There are three variants: Choco Almond and Protein, Nutty Apricot and Fibre and Yoghurt Berry and Anti-Oxidants. These bars have the perfect proportion of good fat, vitamins, fibre, protein and carbohydrates that are generally recommended by nutritionists for snack time.
Rejoov Cold Pressery
Started by Anju Sood, Anu Berry, and Angie Mahtaney, Rejoov aims to offer an easy and convenient way to eat and drink healthy foods and beverages. Seeing the dearth of healthy, tasty and fresh foods in the beverages space, they came up with the idea of Rejoov Cold Pressery.
Using the cold press technology, the juices are extracted from fresh fruits, seeds and vegetables. The team says that this pressure allows the preservation of vitamins, minerals, antioxidants and live enzymes. These juices are sugar-free, and have no preservatives or artificial ingredients. Their core ingredients include blueberries, pomegranate, goji berry, amla, and spinach and chia seeds.
A little about the space
The behaviour of the average consumer of snacks is fast-changing, and the need to switch to healthier options is fast growing. It is this very change that has got in a growing number of players in the space. A PwC-FiCCI report stated that the nutrition foods, snacks, beverages and supplements market is growing at a CAGR of 10 to 12 percent in a Rs 14,500 to 15,000-crore market.
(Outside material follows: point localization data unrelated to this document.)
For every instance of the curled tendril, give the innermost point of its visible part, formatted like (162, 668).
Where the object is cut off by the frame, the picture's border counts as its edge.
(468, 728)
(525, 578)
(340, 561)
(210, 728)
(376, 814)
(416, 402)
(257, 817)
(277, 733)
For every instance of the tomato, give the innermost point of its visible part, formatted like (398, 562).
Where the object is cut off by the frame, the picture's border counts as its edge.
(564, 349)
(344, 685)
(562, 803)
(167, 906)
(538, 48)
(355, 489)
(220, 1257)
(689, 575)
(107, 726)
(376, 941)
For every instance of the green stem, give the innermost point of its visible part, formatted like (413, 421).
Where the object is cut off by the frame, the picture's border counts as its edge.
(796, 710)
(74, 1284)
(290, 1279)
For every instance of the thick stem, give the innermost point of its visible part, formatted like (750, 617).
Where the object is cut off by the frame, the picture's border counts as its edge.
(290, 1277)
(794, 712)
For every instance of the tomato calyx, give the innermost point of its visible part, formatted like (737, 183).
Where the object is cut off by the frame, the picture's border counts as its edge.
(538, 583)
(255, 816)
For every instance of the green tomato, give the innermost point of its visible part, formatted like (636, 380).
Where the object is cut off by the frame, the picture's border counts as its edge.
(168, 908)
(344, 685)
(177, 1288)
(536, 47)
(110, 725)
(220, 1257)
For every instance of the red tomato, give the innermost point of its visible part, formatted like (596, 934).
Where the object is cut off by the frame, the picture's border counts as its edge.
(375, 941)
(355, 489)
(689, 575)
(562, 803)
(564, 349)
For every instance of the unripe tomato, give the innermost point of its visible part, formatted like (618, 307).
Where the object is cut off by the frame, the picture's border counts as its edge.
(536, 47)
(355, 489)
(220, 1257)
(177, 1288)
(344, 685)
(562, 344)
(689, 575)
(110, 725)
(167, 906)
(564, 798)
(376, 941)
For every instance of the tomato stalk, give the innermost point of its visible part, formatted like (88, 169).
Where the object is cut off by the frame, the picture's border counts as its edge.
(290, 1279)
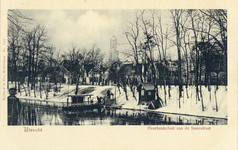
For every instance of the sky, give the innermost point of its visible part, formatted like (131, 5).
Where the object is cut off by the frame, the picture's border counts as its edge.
(82, 28)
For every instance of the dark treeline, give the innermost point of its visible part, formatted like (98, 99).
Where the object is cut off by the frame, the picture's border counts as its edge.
(181, 47)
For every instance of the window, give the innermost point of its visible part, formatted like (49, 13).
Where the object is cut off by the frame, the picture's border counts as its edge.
(142, 92)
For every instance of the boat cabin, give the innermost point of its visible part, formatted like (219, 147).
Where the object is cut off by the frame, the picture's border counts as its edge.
(147, 92)
(80, 98)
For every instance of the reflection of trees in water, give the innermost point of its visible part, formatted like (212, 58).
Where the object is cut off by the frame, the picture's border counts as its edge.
(35, 115)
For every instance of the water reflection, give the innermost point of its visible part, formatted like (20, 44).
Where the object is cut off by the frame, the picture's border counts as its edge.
(36, 115)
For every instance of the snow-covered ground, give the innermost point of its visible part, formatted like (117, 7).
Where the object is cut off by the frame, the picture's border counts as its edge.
(188, 105)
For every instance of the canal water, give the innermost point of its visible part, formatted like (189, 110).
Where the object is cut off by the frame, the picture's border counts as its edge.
(51, 116)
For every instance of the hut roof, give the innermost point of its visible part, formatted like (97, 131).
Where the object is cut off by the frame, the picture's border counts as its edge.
(148, 86)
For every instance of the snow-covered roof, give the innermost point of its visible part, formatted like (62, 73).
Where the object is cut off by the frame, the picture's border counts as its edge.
(148, 86)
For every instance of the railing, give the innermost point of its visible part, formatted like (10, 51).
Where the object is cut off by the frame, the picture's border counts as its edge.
(47, 103)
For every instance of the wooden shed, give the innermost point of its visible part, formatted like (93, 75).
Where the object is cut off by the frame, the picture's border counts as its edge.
(147, 92)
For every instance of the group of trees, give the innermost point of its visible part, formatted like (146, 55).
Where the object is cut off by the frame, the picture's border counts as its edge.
(28, 52)
(34, 63)
(198, 36)
(198, 39)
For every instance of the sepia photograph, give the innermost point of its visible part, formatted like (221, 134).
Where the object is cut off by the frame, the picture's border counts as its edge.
(117, 67)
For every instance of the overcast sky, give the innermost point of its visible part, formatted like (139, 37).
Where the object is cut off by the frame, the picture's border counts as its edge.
(82, 27)
(85, 27)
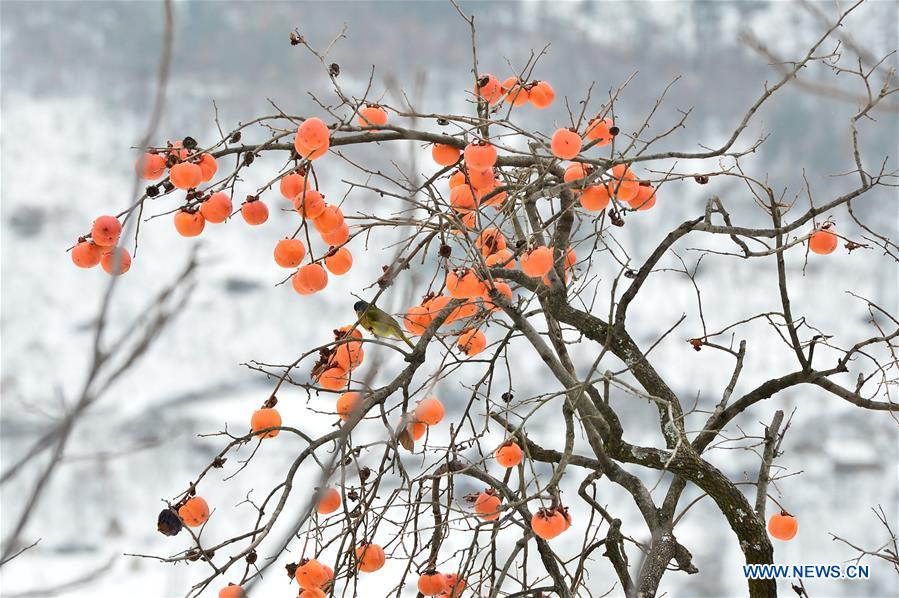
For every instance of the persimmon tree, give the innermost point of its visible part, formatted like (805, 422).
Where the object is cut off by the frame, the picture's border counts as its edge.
(502, 237)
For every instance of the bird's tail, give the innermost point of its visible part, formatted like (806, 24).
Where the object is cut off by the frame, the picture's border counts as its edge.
(406, 339)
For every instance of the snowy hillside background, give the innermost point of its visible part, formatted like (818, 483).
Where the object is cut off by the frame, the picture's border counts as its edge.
(77, 82)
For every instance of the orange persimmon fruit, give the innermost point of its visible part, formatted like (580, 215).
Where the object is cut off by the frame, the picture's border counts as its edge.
(429, 411)
(509, 454)
(445, 155)
(194, 512)
(263, 419)
(216, 208)
(347, 403)
(823, 241)
(310, 279)
(86, 254)
(548, 523)
(487, 505)
(329, 501)
(783, 526)
(541, 95)
(565, 144)
(189, 224)
(480, 154)
(340, 262)
(254, 212)
(106, 231)
(369, 557)
(471, 342)
(431, 583)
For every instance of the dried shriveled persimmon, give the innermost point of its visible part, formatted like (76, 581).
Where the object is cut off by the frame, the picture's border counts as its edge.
(254, 212)
(509, 454)
(348, 356)
(445, 155)
(194, 512)
(263, 419)
(472, 342)
(566, 144)
(189, 224)
(347, 403)
(289, 253)
(185, 175)
(431, 583)
(823, 241)
(516, 93)
(151, 166)
(490, 241)
(106, 231)
(329, 501)
(340, 262)
(372, 115)
(310, 279)
(429, 411)
(217, 208)
(489, 89)
(369, 557)
(487, 505)
(116, 262)
(783, 526)
(548, 523)
(86, 254)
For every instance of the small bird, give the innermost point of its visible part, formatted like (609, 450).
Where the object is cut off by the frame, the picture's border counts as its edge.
(379, 322)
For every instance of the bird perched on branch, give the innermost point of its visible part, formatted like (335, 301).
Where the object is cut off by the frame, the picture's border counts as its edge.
(379, 322)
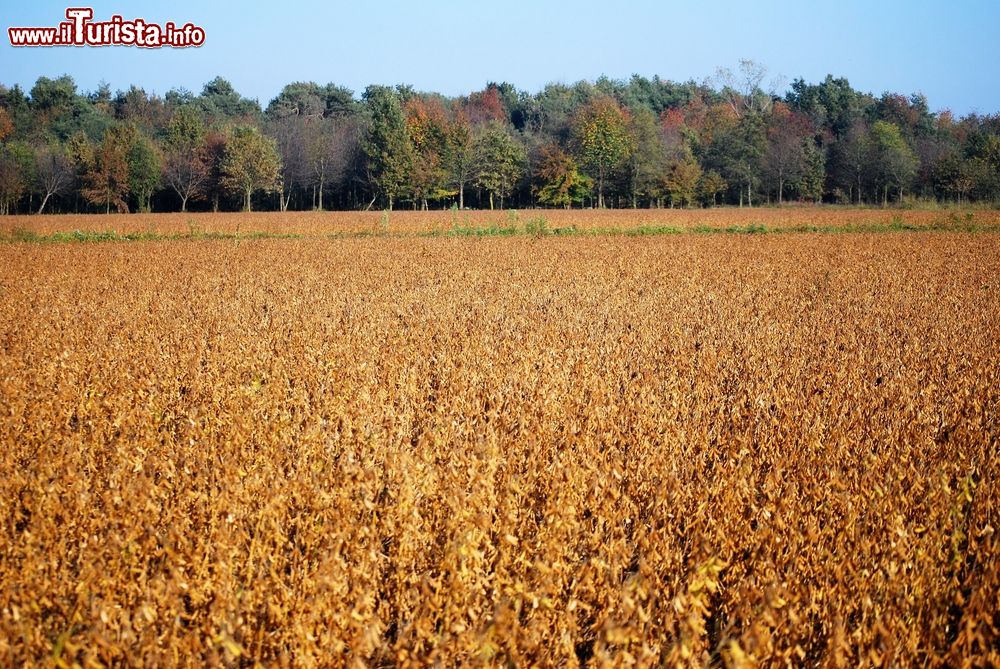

From 2004 to 2013 alone the sales in this category grew from Rs 8,000 crore to a whopping Rs 47,000 crore. It is believed that urban India specifically has the most growth in this segment. However, the FMCG market is one of the most competitive and difficult markets to break into. These companies not only have to compete with large corporations like Nestle and PepsiCo but also create a habit-forming behaviour among the masses.